Premier Wielkiej Brytanii Theresa May ostrzegła w poniedziałek swych przeciwników z rządzącej Partii Konserwatywnej, że alternatywą wobec proponowanego przez nią porozumienia w sprawie Brexitu jest brak porozumienia.
- Sądzę, że alternatywą wobec tego jest brak porozumienia - powiedziała May w telewizji BBC. Dodała, że jedynym sposobem, aby nie doszło do przywrócenia fizycznej granicy między wchodzącą w skład Zjednoczonego Królestwa Irlandią Północną a Irlandią jest "bezproblemowy przepływ towarów" między nimi - bez ceł i kontroli.
Wielka Brytania powinna opuścić Unię Europejską 29 marca 2019 roku, ale na razie w negocjacjach z Brukselą nie osiągnięto jeszcze porozumienia w sprawie warunków wyjścia i przyszłych relacji. Głównym punktem spornym pozostaje kwestia granicy z Irlandią.
Przedstawione w lipcu i forsowane przez May rozwiązania, tzw. plan z Chequers, nie podobają się jednak przedstawicielom eurosceptycznej frakcji w Partii Konserwatywnej, którzy uważają m.in., że w ten sposób Irlandia Północna znajdzie się częściowo pod jurysdykcją unijną, a to byłoby podważaniem integralności terytorialnej państwa. Eurosceptycy grożą, że doprowadzą do upadku rządu, czego prawdopodobną konsekwencją będzie wyjście z UE bez umowy, gdyż na jej zawarcie zabraknie czasu.

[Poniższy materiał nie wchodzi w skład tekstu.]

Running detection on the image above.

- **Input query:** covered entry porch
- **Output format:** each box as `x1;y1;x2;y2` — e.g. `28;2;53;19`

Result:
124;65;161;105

Szefową brytyjskiego rządu atakuje przede wszystkim były minister spraw zagranicznych Boris Johnson, który w poniedziałek na łamach dziennika "Daily Telegraph" napisał m.in., iż plan z Cheqeurs oznacza, że "po raz pierwszy od 1066 roku nasi przywódcy dobrowolnie zgadzają się na zagraniczne rządy".